Thomas Edison
In 1876, Thomas Alva Edison opened up a laboratory in Menlo Park, New Jersey. Here he created his many life-changing inventions, which included phonographs (record players), motion picture players, and the famous light bulb.
Actually, Edison did not create the light bulb, rather he reinvented and fixed it. Inventors before him had created light bulbs, but these were too bright and the light flickered on and off.
He experimented many times, using different materials for the filament (the wire inside the bulb that conducts electricity) and failed many times. On October 22, 1879, he succeeded in creating a light bulb with a carbon filament, which lasted about 13 hours. He filed a patent for it, making it one of his over one thousand patents received in his lifetime. Later, he discovered a new way of making the filament using bamboo. This bulb burned for over 1,200 hours!

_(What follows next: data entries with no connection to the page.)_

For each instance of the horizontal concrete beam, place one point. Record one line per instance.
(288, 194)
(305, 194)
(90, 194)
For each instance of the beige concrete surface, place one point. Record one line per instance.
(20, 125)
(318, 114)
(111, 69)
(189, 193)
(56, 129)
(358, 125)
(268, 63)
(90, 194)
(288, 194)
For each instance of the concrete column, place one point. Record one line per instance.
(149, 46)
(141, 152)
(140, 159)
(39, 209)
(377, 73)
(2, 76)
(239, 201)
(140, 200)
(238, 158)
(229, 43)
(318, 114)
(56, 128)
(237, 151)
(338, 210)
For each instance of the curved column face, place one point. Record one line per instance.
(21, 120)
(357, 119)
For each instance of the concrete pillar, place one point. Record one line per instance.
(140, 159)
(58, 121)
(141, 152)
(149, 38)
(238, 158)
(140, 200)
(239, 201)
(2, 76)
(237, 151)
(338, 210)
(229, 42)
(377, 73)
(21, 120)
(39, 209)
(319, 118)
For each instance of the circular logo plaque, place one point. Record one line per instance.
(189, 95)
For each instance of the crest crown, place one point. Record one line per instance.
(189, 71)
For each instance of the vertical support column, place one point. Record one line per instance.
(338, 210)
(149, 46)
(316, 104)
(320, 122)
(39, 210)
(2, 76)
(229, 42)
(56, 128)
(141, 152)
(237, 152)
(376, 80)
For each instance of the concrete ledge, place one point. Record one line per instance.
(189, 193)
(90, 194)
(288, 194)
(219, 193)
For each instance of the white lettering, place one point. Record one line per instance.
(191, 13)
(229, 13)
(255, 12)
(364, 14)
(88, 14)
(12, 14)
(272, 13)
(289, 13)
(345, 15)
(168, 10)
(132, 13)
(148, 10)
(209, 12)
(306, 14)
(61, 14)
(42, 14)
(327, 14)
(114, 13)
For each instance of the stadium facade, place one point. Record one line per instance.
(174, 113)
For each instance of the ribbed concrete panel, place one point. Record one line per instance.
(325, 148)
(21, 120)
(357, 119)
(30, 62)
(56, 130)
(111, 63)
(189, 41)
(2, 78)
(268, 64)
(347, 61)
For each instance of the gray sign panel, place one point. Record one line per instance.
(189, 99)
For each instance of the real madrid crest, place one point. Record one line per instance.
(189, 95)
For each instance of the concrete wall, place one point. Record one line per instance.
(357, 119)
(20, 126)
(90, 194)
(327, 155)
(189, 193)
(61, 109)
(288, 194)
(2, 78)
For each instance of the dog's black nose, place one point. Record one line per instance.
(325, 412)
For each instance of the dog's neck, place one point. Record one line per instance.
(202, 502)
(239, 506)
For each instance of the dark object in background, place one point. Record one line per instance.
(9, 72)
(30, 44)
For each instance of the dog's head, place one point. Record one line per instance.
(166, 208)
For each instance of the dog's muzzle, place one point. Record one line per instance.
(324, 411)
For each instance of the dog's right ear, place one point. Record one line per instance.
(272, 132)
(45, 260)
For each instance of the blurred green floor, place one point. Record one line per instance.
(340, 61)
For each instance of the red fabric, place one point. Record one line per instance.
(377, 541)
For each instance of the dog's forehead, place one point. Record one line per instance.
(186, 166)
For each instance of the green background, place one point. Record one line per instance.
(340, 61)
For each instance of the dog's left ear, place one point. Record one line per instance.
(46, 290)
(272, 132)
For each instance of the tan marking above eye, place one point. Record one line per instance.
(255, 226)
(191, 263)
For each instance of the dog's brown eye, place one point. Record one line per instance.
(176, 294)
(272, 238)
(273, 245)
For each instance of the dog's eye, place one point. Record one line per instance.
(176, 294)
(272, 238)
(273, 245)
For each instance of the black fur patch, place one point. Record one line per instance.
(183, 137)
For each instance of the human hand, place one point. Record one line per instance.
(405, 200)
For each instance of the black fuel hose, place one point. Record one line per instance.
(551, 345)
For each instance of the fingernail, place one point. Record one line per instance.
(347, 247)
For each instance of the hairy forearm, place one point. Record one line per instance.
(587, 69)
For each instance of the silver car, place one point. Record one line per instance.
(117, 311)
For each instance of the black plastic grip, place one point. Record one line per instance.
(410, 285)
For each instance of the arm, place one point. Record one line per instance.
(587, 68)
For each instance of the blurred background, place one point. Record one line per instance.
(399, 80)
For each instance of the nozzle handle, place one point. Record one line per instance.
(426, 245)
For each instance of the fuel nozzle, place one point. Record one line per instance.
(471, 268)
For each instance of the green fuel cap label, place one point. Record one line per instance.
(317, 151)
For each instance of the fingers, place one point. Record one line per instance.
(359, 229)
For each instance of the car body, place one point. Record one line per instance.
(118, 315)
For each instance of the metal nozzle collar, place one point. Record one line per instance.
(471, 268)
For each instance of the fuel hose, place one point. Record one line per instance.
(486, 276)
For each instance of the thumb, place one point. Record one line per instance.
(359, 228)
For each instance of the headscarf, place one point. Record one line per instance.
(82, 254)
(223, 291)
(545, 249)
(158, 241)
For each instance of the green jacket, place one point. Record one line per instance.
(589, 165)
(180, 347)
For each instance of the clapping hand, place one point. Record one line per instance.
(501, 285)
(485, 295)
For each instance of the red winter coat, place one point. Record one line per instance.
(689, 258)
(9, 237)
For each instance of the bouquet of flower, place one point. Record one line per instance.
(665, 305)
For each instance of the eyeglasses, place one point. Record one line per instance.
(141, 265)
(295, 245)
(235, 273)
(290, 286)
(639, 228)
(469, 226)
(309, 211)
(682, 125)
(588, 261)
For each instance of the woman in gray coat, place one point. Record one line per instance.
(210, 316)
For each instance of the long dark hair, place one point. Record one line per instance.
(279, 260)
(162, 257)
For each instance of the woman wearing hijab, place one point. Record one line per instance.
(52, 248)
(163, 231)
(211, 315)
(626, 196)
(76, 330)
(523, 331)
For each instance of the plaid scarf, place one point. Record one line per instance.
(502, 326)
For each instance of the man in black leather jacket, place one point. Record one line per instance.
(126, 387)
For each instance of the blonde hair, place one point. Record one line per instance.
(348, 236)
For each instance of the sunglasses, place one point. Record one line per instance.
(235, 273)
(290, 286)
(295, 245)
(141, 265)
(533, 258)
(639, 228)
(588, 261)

In 1880, he patented a system for the distribution of electricity, called the Edison Illuminating Company. Two years later, he used a generator to distribute electricity to 59 customers in Manhattan. He also created all the necessary supplies for this system to work.
Edison’s other inventions include the phonograph, a creation that played recorded music through a horn. Regrettably, his phonograph had poor quality and other inventions went on to perfect it. He also invented a system to view moving pictures through a small viewer.
Many of his inventions have evolved into some of our everyday objects. The phonograph was the first recorded music, and today, many people listen to recorded music on some device or another. The moving picture viewer is like a camera to television. Electricity is still an important invention today! Thomas Edison has affected the lives of many, those in his own time and the present.